Hassan Sham, Nazmia, Big Tel Aswad, Small Tel Aswad, Manguba, Chemakor, Sherkan are some other villages with the same fate as Tel al-Yawa.

"Living under control of KRG government, we don't know who can help us, Kurdistan or the Iraqi government," Hassan said. "There should be coordination between both governments to solve this problem.  Until now, they don't allow us to come back to our villages."

Khazir camp manager, Twana Jumah, told Rudaw that approximately 400 families from these villages are at Khazir camp. Hassansham U2 camp management confirmed that 1,510 IDP families live there and 1,350 at Hassansham U3.

 


Jumah said that United Nations agencies recently visited the camps to assess and if the people could return home with government approval, but they haven't heard back from them yet.

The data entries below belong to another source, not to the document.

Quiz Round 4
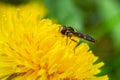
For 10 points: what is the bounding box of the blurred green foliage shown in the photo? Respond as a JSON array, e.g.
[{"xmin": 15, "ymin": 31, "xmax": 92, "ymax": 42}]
[{"xmin": 1, "ymin": 0, "xmax": 120, "ymax": 80}]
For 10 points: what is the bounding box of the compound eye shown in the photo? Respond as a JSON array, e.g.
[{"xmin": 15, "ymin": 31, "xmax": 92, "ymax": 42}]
[{"xmin": 60, "ymin": 26, "xmax": 67, "ymax": 34}]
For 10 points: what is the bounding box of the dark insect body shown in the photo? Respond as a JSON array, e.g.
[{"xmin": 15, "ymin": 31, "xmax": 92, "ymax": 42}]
[{"xmin": 60, "ymin": 26, "xmax": 96, "ymax": 43}]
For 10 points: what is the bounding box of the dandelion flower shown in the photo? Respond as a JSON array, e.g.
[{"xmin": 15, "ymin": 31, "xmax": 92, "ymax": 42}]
[{"xmin": 0, "ymin": 2, "xmax": 108, "ymax": 80}]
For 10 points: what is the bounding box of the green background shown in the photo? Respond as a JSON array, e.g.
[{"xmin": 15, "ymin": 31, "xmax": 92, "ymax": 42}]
[{"xmin": 0, "ymin": 0, "xmax": 120, "ymax": 80}]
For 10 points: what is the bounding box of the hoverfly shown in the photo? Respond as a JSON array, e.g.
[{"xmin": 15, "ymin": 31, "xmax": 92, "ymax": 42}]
[{"xmin": 60, "ymin": 26, "xmax": 96, "ymax": 48}]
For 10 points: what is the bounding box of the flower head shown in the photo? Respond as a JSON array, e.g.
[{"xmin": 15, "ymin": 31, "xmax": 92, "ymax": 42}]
[{"xmin": 0, "ymin": 2, "xmax": 108, "ymax": 80}]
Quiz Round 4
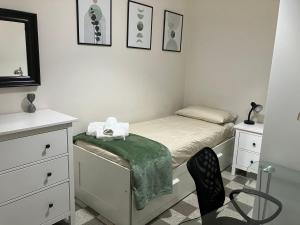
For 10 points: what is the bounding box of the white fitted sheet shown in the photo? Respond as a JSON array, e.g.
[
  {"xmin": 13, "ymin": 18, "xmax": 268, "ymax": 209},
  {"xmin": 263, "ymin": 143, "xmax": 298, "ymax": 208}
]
[{"xmin": 76, "ymin": 116, "xmax": 234, "ymax": 168}]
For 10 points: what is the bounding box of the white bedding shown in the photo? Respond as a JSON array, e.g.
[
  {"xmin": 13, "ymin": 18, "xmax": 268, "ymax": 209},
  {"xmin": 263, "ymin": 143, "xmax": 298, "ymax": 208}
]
[{"xmin": 76, "ymin": 116, "xmax": 234, "ymax": 168}]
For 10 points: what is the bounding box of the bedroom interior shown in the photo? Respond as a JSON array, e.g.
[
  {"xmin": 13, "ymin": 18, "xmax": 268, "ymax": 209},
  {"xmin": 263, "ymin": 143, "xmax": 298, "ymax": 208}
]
[{"xmin": 0, "ymin": 0, "xmax": 300, "ymax": 225}]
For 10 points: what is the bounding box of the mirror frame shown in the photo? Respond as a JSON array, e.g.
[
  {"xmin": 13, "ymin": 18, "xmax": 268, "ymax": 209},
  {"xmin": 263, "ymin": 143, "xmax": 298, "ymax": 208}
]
[{"xmin": 0, "ymin": 8, "xmax": 41, "ymax": 88}]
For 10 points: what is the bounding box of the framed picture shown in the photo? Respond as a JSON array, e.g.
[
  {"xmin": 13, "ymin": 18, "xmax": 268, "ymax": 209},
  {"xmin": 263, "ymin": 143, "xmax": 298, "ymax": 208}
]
[
  {"xmin": 127, "ymin": 1, "xmax": 153, "ymax": 50},
  {"xmin": 162, "ymin": 10, "xmax": 183, "ymax": 52},
  {"xmin": 76, "ymin": 0, "xmax": 112, "ymax": 46}
]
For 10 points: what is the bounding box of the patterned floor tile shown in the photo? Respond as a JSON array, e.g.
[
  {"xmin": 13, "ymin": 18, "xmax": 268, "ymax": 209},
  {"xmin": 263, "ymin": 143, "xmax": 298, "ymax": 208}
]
[
  {"xmin": 97, "ymin": 215, "xmax": 114, "ymax": 225},
  {"xmin": 160, "ymin": 209, "xmax": 186, "ymax": 225},
  {"xmin": 85, "ymin": 218, "xmax": 106, "ymax": 225},
  {"xmin": 182, "ymin": 193, "xmax": 199, "ymax": 208},
  {"xmin": 172, "ymin": 201, "xmax": 198, "ymax": 216},
  {"xmin": 75, "ymin": 209, "xmax": 95, "ymax": 225}
]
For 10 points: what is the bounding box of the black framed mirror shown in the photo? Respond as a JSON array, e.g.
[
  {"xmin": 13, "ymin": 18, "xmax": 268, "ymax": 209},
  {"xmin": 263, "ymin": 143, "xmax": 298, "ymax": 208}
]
[{"xmin": 0, "ymin": 8, "xmax": 41, "ymax": 87}]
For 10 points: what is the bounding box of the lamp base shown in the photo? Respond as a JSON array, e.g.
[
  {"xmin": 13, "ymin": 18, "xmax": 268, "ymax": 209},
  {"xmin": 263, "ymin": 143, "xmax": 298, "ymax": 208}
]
[{"xmin": 244, "ymin": 120, "xmax": 255, "ymax": 125}]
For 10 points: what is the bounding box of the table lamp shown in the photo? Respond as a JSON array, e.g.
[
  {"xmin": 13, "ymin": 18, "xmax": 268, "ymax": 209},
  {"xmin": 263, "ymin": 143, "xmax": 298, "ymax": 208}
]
[{"xmin": 244, "ymin": 102, "xmax": 264, "ymax": 125}]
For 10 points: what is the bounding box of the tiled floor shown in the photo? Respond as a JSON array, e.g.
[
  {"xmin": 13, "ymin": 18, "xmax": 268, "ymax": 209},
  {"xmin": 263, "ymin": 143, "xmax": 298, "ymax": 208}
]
[{"xmin": 57, "ymin": 169, "xmax": 255, "ymax": 225}]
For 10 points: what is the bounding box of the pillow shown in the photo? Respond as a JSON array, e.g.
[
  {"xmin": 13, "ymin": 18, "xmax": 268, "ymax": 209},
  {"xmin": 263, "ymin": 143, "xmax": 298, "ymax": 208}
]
[{"xmin": 175, "ymin": 106, "xmax": 237, "ymax": 124}]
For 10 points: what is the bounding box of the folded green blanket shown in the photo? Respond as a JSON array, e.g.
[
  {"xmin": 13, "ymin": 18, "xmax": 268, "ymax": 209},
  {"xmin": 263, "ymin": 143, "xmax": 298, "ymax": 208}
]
[{"xmin": 74, "ymin": 133, "xmax": 173, "ymax": 210}]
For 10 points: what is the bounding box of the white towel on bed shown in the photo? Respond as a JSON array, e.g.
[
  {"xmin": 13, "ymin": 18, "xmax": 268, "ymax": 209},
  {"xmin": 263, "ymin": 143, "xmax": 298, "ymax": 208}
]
[{"xmin": 86, "ymin": 117, "xmax": 129, "ymax": 139}]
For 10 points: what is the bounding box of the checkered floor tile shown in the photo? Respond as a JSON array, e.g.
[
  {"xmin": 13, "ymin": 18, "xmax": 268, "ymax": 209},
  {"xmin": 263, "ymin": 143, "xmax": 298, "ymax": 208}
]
[{"xmin": 56, "ymin": 168, "xmax": 255, "ymax": 225}]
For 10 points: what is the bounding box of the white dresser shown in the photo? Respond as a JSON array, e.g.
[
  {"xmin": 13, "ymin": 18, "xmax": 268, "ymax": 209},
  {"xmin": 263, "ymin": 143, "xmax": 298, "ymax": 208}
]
[
  {"xmin": 0, "ymin": 110, "xmax": 76, "ymax": 225},
  {"xmin": 232, "ymin": 123, "xmax": 264, "ymax": 175}
]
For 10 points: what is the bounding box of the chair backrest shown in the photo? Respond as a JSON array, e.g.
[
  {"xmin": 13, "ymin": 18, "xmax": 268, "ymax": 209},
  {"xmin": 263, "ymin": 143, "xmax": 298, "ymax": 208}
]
[{"xmin": 187, "ymin": 148, "xmax": 225, "ymax": 216}]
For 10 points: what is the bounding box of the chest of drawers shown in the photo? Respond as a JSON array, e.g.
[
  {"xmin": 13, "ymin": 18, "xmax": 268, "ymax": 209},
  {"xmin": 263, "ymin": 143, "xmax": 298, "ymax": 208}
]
[
  {"xmin": 232, "ymin": 123, "xmax": 264, "ymax": 175},
  {"xmin": 0, "ymin": 110, "xmax": 75, "ymax": 225}
]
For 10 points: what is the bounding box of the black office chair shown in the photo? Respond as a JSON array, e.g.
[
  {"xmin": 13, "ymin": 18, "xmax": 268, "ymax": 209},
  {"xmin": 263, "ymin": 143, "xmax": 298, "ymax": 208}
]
[{"xmin": 182, "ymin": 148, "xmax": 282, "ymax": 225}]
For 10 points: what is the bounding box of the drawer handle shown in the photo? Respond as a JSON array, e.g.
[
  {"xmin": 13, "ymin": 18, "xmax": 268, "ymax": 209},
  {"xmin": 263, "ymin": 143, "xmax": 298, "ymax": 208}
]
[{"xmin": 173, "ymin": 178, "xmax": 180, "ymax": 186}]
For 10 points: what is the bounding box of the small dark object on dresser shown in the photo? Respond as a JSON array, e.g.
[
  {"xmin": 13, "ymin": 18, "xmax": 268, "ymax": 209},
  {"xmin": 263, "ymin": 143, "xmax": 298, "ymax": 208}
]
[{"xmin": 27, "ymin": 94, "xmax": 36, "ymax": 113}]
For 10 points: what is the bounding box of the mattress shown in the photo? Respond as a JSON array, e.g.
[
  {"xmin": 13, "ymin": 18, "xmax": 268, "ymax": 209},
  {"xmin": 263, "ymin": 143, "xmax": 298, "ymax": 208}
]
[{"xmin": 75, "ymin": 115, "xmax": 234, "ymax": 168}]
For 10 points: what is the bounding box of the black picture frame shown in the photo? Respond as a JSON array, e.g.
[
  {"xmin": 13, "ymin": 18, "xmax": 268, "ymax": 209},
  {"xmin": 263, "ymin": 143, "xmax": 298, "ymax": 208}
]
[
  {"xmin": 76, "ymin": 0, "xmax": 112, "ymax": 47},
  {"xmin": 162, "ymin": 10, "xmax": 184, "ymax": 52},
  {"xmin": 126, "ymin": 0, "xmax": 154, "ymax": 50},
  {"xmin": 0, "ymin": 8, "xmax": 41, "ymax": 88}
]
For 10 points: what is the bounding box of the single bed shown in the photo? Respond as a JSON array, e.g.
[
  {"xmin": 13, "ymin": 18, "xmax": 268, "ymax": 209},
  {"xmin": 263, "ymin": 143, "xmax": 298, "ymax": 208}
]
[{"xmin": 74, "ymin": 115, "xmax": 233, "ymax": 225}]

Another camp manager, who preferred not to be named, believed that because many of the IDPs are Sunnis or ethnic minorities the Shiite government wasn’t in a hurry to help them return to their villages.

"All candidates make promises but we don't know if they will help us or not," he said of Saturday’s parliamentary elections. "Villagers said whoever is able to return us home, we'll vote for them. We only care about making a living."

According to Hassan some families have been able to move to Mosul and rent homes for $210 - $300 a month.

Other families are forced to send their children to work to earn meager incomes by selling things on the street.
"We don't know when the problem will be solved in our villages and we can't stay in the rental house forever," Hassan said.

"There is no money, there is no work,” he lamented. “It is better for us to come back than to stay in camps. If they are back in their villages, they can bring some animals, start farming. In the camps life is restricted.  There is no freedom, people cannot come and go easily.”